Гонзаго - страница 26

стр.

От слов Ольховской Михаил Наумович ничуть не смутился, только уши у него немного порозовели. Он мило улыбнулся и тут же быстро затараторил:

— О, боже мой, пани Ольховская, о чем вы говорите! Чтобы я вас крупно надул! Как это можно! Вы посмотрите на меня, — он постучал кончиками пальцев себя по груди, — на мое рабочее место, на… весь этот кабинет.

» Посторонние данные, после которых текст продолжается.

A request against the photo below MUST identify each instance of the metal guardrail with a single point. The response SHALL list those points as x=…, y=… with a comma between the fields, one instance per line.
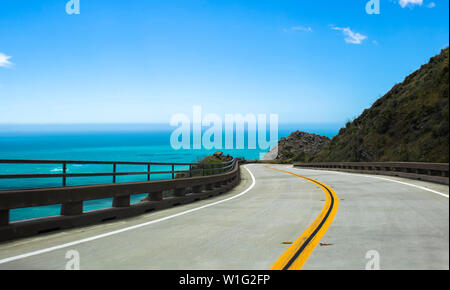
x=434, y=172
x=204, y=168
x=196, y=184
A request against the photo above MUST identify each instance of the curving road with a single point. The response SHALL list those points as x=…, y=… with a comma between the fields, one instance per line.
x=391, y=222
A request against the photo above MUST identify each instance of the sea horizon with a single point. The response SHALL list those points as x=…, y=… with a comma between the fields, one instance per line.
x=104, y=142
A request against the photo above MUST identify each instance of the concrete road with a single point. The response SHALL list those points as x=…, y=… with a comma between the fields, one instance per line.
x=396, y=222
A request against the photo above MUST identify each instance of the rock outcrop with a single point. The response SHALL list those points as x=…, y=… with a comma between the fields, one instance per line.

И ваши глаза вам все подскажут, ничего не соврут. Если бы я, как вы выразились, крупно надувал своих клиентов, я бы, наверное, имел возможность носить совсем другой костюм и сорочку и не сидел бы за этим, как вы видите, почтенным по возрасту письменным столом. А мою шикарную машину уж точно бы замечали даже все воробьи из этой округи. Пани Ольховская, — хозяин кабинета сделал категоричный жест рукой, — это просто невозможно, я вас уверяю. В нашей работе, конечно же, не без ошибок, как и во всякой другой, но чтобы надуть клиента, — он сделал испуганными глаза, — это… просто несерьезно! Я вижу, что вы пришли к нам с приличной вещью. Возможно, в первый раз в ее оценке со слов своего эксперта, — сделал ударение он на последнем слове, — я немного и промахнулся, но думаю, что семьдесят пять тысяч, — он интимно понизил голос, — вас вполне устроят. Я правильно сказал, пани Ольховская? — Равиковский весь подался вперед и почти с любовью посмотрел на старуху.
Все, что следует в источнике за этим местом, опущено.